Since BCC is less dangerous, it only warrants routine referral, while malignant melanoma and squamous cell carcinoma warrant suspected cancer pathway referral.
Investigation and Diagnosis
Dermatologists and other skin cancer specialists can usually diagnose BCC clinically without immediately needing a biopsy
- Thorough skin examination
- Medical photography +/- dermoscopy
Tissue biopsy (most commonly shave or curette biopsy) is NOT strictly mandatory to diagnose BCC, key indications:
- Diagnostic uncertainty
- High-risk type (based on the size and location)
- Suspected recurrence
- To confirm histological subtype (e.g. superficial vs infiltrative), which will impact management
Management
1st line treatment: surgical excision
Surgery-sparing options (e.g. patient unfit for surgery, patient declines surgery)

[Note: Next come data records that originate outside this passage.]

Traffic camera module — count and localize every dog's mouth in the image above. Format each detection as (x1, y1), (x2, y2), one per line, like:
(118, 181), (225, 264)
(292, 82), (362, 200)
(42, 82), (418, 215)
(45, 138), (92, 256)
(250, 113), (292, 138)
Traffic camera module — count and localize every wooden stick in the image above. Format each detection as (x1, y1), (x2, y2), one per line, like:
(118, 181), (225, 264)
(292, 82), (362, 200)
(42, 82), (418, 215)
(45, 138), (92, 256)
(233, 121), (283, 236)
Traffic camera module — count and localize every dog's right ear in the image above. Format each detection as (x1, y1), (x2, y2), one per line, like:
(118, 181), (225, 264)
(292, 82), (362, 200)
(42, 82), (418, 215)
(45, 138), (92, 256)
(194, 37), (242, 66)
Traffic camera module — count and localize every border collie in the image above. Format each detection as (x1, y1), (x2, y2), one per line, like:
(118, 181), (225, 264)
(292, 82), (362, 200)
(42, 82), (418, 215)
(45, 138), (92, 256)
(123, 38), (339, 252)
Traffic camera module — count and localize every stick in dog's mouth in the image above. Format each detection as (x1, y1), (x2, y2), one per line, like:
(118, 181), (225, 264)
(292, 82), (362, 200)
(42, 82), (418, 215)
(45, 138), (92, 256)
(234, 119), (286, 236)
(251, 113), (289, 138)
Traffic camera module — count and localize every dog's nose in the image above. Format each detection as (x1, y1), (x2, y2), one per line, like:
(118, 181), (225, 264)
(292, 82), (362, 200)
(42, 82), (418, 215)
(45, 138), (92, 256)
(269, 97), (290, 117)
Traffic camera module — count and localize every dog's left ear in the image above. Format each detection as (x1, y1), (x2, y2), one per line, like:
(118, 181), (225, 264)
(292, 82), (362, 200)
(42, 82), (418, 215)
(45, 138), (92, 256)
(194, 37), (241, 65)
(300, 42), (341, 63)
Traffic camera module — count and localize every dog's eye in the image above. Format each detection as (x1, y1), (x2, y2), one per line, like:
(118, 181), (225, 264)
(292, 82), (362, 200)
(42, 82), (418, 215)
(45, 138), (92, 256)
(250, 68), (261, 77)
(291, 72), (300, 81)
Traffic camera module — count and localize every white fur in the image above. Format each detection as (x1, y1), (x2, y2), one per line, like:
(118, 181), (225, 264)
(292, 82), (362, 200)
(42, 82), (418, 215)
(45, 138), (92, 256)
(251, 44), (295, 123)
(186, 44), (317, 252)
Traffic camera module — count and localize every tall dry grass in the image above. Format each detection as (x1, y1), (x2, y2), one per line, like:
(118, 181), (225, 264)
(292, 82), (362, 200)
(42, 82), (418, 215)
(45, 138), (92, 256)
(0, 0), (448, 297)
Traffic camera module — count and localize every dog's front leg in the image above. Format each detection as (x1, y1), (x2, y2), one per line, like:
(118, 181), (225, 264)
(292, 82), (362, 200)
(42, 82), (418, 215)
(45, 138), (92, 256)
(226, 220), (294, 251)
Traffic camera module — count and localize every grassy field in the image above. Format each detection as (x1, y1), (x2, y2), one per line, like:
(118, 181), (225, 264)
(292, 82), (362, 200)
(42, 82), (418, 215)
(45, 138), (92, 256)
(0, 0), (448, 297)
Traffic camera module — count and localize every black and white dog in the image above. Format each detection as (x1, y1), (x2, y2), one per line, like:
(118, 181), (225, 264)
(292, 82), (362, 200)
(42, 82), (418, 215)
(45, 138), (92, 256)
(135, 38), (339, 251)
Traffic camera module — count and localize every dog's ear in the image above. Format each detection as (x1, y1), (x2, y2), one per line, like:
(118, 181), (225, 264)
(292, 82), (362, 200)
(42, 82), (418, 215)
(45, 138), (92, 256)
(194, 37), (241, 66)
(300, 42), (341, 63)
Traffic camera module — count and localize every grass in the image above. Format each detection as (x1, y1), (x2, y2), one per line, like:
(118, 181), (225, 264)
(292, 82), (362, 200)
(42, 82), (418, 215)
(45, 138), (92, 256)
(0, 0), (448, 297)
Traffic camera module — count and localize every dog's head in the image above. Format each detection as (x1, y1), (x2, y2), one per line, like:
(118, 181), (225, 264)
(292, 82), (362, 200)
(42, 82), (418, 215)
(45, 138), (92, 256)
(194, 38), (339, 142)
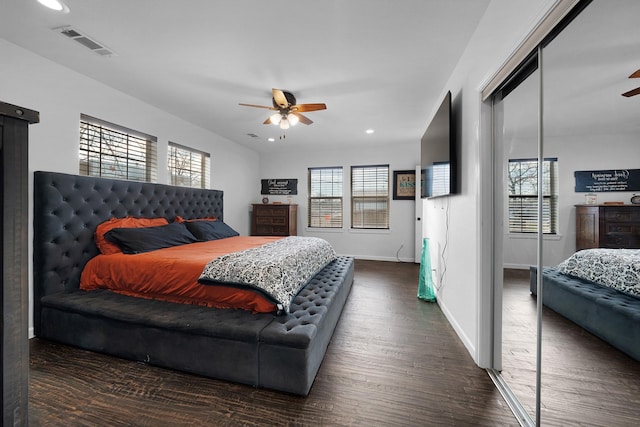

- Low-risk BCC: topical 5-fluorouracil / imiquimod, cryosurgery, curettage and cautery, photodynamic therapy
- High-risk BCC: radiotherapy (do NOT offer the options for low-risk BCC)
Mohs micrographic surgery may be used for high-risk BCCs (e.g. recurrent lesions or lesions in cosmetically sensitive areas such as the face).
It is a specialised form of surgical excision involving staged removal with immediate microscopic margin assessment.